Bash Cookbook
Delete files/directory recursively from S3
aws s3 ls BUCKET-NAME --recursive > file_Structure
# after all file keys are extracted filter only the target dir to delete
# create objects of 1000 file key and delete
cat file_Structure | xargs -P8 -n1000 bash -c 'aws s3api delete-objects
--bucket ml-box-data
--delete "Objects=[$(printf "{Key=%s}," "$@")], Quiet=true"' _
Delete files/directory recursively
Remove -v flag if you don't want verbose output.

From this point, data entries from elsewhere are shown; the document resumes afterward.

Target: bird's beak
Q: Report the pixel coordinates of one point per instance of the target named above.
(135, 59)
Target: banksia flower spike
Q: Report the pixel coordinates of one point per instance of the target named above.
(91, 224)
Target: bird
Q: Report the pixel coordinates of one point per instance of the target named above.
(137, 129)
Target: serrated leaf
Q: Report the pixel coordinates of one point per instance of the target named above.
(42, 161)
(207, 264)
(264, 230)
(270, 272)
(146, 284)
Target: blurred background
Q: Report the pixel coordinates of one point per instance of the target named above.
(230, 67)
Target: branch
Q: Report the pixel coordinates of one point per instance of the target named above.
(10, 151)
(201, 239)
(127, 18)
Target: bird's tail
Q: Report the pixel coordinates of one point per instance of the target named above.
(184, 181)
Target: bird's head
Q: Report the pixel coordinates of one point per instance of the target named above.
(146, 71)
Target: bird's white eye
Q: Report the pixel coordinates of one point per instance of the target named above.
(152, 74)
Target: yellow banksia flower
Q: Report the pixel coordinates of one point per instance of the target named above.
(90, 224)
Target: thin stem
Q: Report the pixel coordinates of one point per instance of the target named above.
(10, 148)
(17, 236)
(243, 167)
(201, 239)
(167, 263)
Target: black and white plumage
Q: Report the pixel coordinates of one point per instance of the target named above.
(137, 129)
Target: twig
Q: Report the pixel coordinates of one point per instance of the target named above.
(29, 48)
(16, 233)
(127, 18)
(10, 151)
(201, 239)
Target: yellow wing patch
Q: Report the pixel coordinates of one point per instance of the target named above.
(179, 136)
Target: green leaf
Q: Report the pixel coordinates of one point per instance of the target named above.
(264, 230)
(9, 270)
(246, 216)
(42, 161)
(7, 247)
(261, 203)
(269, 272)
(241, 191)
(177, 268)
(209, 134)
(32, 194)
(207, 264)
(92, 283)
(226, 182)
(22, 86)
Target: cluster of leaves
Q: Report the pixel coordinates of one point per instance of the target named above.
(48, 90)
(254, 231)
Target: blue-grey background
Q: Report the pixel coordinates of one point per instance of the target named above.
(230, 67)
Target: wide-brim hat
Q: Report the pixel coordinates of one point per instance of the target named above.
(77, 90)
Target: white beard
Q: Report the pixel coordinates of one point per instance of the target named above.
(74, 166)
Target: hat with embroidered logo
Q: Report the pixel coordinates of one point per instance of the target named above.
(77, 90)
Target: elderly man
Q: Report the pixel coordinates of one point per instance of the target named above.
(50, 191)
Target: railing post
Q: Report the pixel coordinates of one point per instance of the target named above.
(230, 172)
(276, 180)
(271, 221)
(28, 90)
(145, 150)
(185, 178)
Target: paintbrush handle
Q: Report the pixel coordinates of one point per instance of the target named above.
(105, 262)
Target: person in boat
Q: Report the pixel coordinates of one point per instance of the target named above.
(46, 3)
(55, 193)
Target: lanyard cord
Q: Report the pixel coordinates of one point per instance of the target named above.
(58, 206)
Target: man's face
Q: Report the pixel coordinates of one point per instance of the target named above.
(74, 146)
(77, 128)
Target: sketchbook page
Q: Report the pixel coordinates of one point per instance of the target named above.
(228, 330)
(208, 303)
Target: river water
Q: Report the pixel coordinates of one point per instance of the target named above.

# find and list all files that match *.bak pattern
find . -name "*.bak" -type f
# find and delete all files that match *.bak pattern
find . -name "*.bak" -type f -delete
find . -name "*.egg-info" -type d # find all dir that match the pattern
find . -name "*.egg-info" -type d -exec rm -rv {} + #(1)!
find . -name "*.egg-info" -type d -exec rm -rv {} \; #(2)!
-
Find and delete all dir that match the pattern. The
+at the end will result inrm -rv file1 file2 ... -
Find and delete all dir that match the pattern. The
\;at the end will result inrm -rv file1;rm -rv file2;...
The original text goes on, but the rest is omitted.